Re: A new approach for monitoring simulation data
Rayene Ben Rayana <rayene.benrayana <at> gmail.com>
2010-01-20 08:08:54 GMT
Dear Ontje and Stefan,
Thank you for your design effort, I really appreciated reading your proposal.
I have some comments though.
On 19 janv. 2010, at 16:30, Stefan Scherfke wrote:
> Hello,
>
> Ontje and I want to present and discuss a new way for monitoring SimPy
> simulations. We have attached a commented sample implementation of our approach
> with some usage examples.
>
> Before we describe our idea, we want to point out some things we didn’t like
> about SimPy’s ``Monitor`` and ``Tally`` classes:
>
> * They use global variables.
> * If you monitor multiple attributes, timestamps are stored with each of them
> (data duplication, requires more memory as necessary).
Totally agree !
> * They combine data collection and analysis in one class. These are different
> functional aspects and should in our opinion be separated.

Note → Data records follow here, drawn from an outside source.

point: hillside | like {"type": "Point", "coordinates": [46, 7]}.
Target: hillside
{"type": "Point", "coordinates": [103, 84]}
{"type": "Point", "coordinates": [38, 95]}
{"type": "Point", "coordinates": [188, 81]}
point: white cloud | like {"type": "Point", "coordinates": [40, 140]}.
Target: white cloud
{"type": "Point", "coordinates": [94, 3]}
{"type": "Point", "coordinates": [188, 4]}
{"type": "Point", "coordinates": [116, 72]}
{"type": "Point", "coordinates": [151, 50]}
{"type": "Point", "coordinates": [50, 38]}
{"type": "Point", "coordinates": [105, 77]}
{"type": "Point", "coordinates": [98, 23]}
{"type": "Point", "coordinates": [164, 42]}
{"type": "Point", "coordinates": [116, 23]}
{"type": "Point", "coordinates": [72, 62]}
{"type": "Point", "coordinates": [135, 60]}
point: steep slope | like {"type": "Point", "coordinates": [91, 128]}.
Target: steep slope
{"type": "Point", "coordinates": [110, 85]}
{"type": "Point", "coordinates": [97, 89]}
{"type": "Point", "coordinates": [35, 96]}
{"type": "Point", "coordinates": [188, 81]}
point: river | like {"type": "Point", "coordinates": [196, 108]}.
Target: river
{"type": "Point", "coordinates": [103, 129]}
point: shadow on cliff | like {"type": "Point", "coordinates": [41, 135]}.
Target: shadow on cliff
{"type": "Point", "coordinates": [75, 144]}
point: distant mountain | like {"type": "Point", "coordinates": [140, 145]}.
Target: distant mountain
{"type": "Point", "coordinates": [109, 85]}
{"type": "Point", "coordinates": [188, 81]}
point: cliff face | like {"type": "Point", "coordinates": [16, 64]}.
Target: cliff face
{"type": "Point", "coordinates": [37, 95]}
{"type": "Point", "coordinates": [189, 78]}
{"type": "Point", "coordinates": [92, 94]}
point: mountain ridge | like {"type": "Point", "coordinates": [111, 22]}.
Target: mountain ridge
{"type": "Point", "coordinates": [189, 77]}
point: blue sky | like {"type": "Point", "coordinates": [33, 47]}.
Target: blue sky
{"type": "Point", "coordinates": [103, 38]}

> * Coupling with Histogram and GUI stuff.
Partially agree. IMHO, an object usually gathers several different functional aspects.

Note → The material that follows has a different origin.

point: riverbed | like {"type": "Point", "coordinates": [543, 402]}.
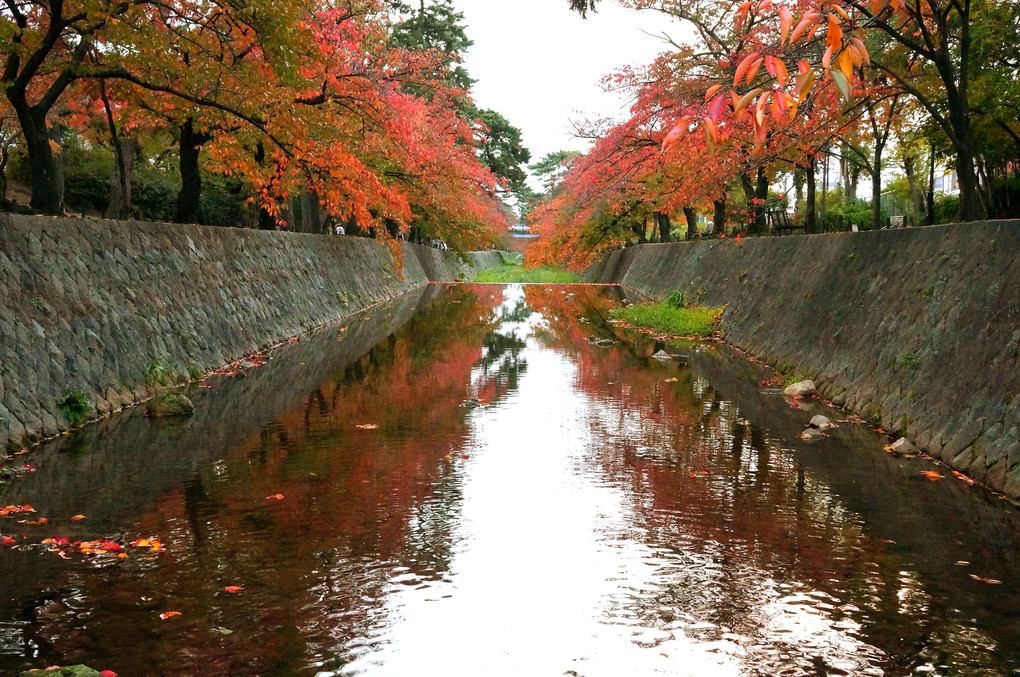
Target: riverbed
{"type": "Point", "coordinates": [500, 480]}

The only link between these aspects is that they use the same data : the object attributes.
I think that having data collection and analysis in the same class is not a real issue.
>
> We never used any of both for our projects, because they never really fitted our
> needs. So we debated intensely how an optimal monitoring would look like. It
> should meet the following requirements:
>
> * Easy to use (simple API, little typing)
> * Memory and CPU efficiency
>
> * No impact on simulation speed if you don’t use it.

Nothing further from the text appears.